I might misunderstand how Dasks submit()
function is working. If I'm submitting a function of my class that is initializing a parameter it is not working.
Question: What is the correct way to submit a class to a dask-cluster using .submit()
?
So, I have a class to run several different ML-models on a data set:
class EstimatorSelectionHelper:
def __init__(self, models, params):
self.models = models
self.params = params
self.keys = models.keys()
self.grid_searches = {}
def fit(self, X, y, algo = 'gridsearchcv', **kwargs):
if algo == 'gridsearchcv':
for key in self.keys:
print('Running GridSearchCV for %s.' % key)
model = self.models[key]
params = self.params[key]
grid_search = GridSearchCV(model, params, **kwargs)
grid_search.fit(X, y)
self.grid_searches[key] = grid_search
print('Done.')
elif algo == 'randomizedsearchcv':
for key in self.keys:
print('Running RandomizedSearchCV for %s.' % key)
model = self.models[key]
params = self.params[key]
grid_search = dcv.RandomizedSearchCV(model, params, **kwargs)
grid_search.fit(X, y)
self.grid_searches[key] = grid_search
print('Done.')
else:
print('None defined alogorithm.')
def score_summary(self, sort_by='mean_test_score'):
frames = []
for name, grid_search in self.grid_searches.items():
frame = pd.DataFrame(grid_search.cv_results_)
frame = frame.filter(regex='^(?!.*param_).*$')
frame['estimator'] = len(frame)*[name]
frames.append(frame)
df = pd.concat(frames)
df = df.sort_values([sort_by], ascending=False)
df = df.reset_index()
df.drop(df.columns[df.columns.str.contains('rank_test_|index')], axis=1, inplace=True)
columns = df.columns.tolist()
columns.remove('estimator')
columns = ['estimator']+columns
df = df[columns]
return df
I'm initializing the class:
helper = EstimatorSelectionHelper(models, params)
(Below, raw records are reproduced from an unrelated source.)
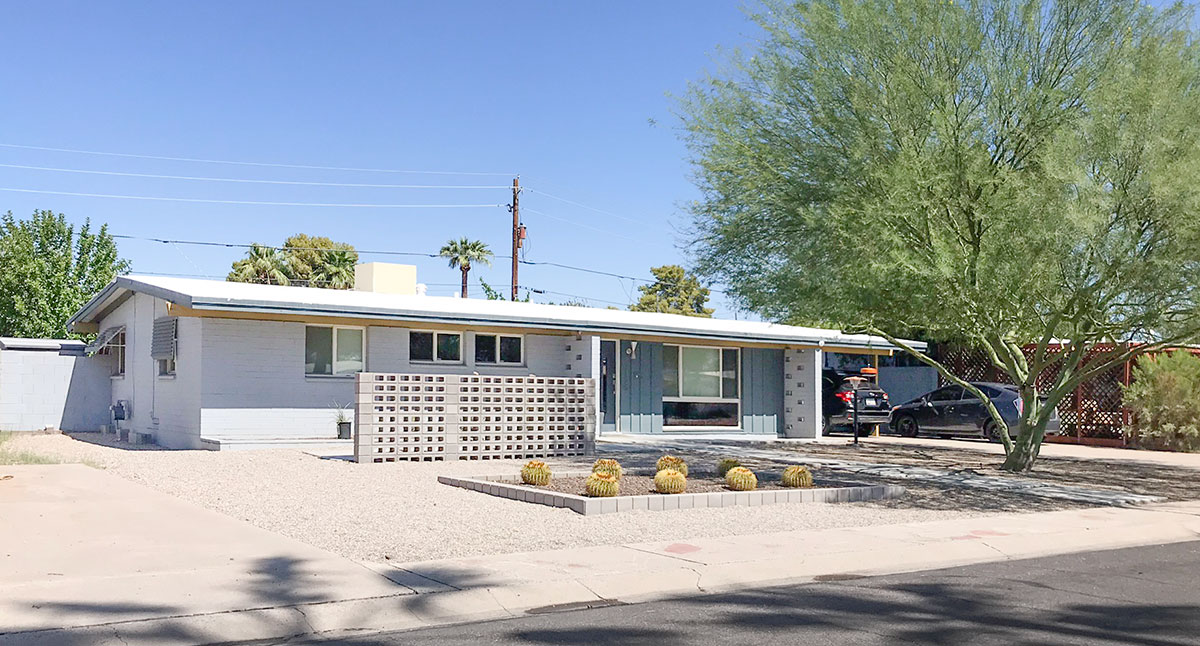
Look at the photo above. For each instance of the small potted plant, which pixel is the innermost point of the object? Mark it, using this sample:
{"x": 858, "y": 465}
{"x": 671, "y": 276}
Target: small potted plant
{"x": 343, "y": 422}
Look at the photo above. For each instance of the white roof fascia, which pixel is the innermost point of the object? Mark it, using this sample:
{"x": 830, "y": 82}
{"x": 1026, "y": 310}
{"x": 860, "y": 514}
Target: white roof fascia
{"x": 221, "y": 295}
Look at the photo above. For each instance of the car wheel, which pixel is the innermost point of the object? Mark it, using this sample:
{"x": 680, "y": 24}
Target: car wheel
{"x": 907, "y": 426}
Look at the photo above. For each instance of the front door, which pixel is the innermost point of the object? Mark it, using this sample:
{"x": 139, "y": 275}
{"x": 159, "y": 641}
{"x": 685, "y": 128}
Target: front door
{"x": 607, "y": 386}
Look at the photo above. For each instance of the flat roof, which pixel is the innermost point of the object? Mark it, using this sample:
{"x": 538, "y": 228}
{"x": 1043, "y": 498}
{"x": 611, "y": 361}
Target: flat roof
{"x": 10, "y": 342}
{"x": 213, "y": 295}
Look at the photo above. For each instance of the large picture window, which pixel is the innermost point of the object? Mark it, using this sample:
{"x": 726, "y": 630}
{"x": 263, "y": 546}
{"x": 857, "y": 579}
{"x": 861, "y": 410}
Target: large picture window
{"x": 700, "y": 386}
{"x": 492, "y": 348}
{"x": 333, "y": 351}
{"x": 439, "y": 346}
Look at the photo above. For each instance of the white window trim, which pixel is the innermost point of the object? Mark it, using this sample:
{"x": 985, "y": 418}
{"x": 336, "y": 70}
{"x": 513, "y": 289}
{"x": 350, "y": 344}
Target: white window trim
{"x": 160, "y": 374}
{"x": 706, "y": 400}
{"x": 682, "y": 399}
{"x": 124, "y": 360}
{"x": 498, "y": 362}
{"x": 462, "y": 348}
{"x": 333, "y": 360}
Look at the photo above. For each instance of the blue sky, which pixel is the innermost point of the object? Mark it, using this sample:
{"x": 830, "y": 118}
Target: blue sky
{"x": 565, "y": 94}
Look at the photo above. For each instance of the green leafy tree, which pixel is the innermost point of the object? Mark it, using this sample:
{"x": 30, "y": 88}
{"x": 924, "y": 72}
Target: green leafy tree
{"x": 462, "y": 252}
{"x": 1015, "y": 175}
{"x": 673, "y": 291}
{"x": 48, "y": 271}
{"x": 1164, "y": 399}
{"x": 490, "y": 292}
{"x": 319, "y": 261}
{"x": 303, "y": 259}
{"x": 262, "y": 264}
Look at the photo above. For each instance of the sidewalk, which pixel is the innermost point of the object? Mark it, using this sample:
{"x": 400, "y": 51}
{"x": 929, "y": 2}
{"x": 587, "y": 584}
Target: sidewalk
{"x": 1075, "y": 452}
{"x": 106, "y": 561}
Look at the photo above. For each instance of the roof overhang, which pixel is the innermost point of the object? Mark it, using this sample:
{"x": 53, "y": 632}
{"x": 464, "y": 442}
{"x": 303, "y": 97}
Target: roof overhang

Where models and params look like:
models = {
'LinearRegression': LinearRegression(),
'Lasso': Lasso(),
}
params = {
'LinearRegression': {},
'Lasso': {'max_iter': [5000],
'alpha': uniform(0.01, 10)},
}
Then I submit the function .fit()
to the cluster:
client.submit(helper.fit,
future_G,
future_y,
algo='randomizedsearchcv',
n_iter= 10,
scoring=['r2','neg_root_mean_squared_error'],
refit=test_score, n_jobs=4, cv=cv).result()
When I then call
results = helper.score_summary('mean_test_r2')
I get an error:
ValueError: No objects to concatenate
and helper.grid_searches
is empty.
I'm not sure what I'm doing wrong? Any help is appreciated. Thanks!